The job of the homelist.py script is pretty simple and
self-contained. It uses the LDAP server to generate a list
of current user accounts, and then looks in each account to
see if there is a publicly accessible homepage. It then
writes a list of those homepages (with links to the pages
themselves) to the standard output stream. Redirecting
this stream to the appropriate location will be taken care
by the crontab entry that runs
the script periodically.
Because it has standard library modules for accessing LDAP and file systems, as well as generating XHTML content, Python is a good choice for an implementation language.
At the moment, there is no easy way to generate XHTML pages
that use the PyStyler template that enforces the standard TCC
web page style, other than to generate a PyStyler .g file that is part of the PyStyler
structure.
To simplify the division of labor, the homelist.py script will
generate only the content of the page's XHTML <body> element, and a static
.g page and its .html equivalent will use a server-side
include to import that generated content.

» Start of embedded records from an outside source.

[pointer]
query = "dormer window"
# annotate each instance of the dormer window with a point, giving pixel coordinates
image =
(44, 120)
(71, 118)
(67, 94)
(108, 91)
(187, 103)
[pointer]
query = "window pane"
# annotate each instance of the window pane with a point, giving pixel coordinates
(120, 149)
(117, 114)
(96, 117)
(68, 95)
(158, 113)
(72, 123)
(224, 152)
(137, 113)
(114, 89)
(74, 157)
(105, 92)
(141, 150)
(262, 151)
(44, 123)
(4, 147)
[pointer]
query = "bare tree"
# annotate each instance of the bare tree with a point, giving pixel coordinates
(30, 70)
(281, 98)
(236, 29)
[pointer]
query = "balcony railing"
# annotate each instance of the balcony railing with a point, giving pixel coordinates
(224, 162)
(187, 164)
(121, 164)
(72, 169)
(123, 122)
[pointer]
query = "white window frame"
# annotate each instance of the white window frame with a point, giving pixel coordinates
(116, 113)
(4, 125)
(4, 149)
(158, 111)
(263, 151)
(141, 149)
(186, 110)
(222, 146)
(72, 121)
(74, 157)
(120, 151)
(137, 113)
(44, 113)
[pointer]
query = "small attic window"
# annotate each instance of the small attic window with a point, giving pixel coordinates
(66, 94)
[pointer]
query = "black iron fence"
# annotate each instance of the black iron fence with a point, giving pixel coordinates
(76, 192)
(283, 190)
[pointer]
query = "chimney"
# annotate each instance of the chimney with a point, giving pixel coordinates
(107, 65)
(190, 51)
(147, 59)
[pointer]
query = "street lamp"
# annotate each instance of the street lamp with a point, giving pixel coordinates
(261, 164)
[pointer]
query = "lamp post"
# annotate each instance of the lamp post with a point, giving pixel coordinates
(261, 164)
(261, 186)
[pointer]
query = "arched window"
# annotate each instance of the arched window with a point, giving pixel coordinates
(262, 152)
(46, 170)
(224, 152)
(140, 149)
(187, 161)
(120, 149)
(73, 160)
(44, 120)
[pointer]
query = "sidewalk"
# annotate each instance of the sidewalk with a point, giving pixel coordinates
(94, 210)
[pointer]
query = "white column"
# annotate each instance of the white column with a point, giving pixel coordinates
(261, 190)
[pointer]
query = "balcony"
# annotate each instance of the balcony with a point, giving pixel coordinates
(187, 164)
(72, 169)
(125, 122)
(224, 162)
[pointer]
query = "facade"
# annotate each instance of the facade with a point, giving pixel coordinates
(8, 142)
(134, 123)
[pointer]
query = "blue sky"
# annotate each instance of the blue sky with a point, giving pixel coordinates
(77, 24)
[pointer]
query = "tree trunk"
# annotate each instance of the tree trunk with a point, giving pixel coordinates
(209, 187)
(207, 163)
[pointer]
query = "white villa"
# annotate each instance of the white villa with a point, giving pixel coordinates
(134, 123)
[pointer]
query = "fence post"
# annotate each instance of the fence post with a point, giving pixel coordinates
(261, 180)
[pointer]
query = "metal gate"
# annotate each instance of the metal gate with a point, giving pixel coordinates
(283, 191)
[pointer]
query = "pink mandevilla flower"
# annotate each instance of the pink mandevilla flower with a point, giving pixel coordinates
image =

The XHTML content generated will have this form:
<table border='3' cellpadding='3'>
<tr>
<th>User name</th>
<th>Homepage</th>
</tr>
<tr>
<td>gecos</td>
<td>
<tt><a href='url'>url</a></tt>
</td>
</tr>
...
</table>
<p>
This page is generated daily by a script. For documentation, see
<a href='http://www.nmt.edu/tcc/projects/homelist/'
><citetitle><tt>homelist.py</tt>:
A script to generate a list of user homepages</citetitle>
</a>.
</p>
<p>
Last updated YYYY-MM-DD HH:MM.
</p>
where the <tr> element is
repeated for each user's and the gecos of their
home page.
url
The displayed list will be sorted by account name. The
author would prefer to sort by last name and then first
name, but unfortunately the gecos
field is the entire name as "First Last", and there is
no obvious way to discern where the last name begins
(consider surnames like “de la O”,
“Ortiz y Vega”, and “ter Horst”).
A user will be considered to have a homepage if they have
a world-readable directory named either public_html or the older equivalent
www, and that directory contains a
world-readable file named either index.html or the older equivalent homepage.html.
We could just ask the HTTP server to serve us the page with the appropriate URL, but this has the undesireable side effect of causing a page fetch that will show up in our Web statistics on user page fetches. Also, why bother the HTTP server when we can just look for the user files directly?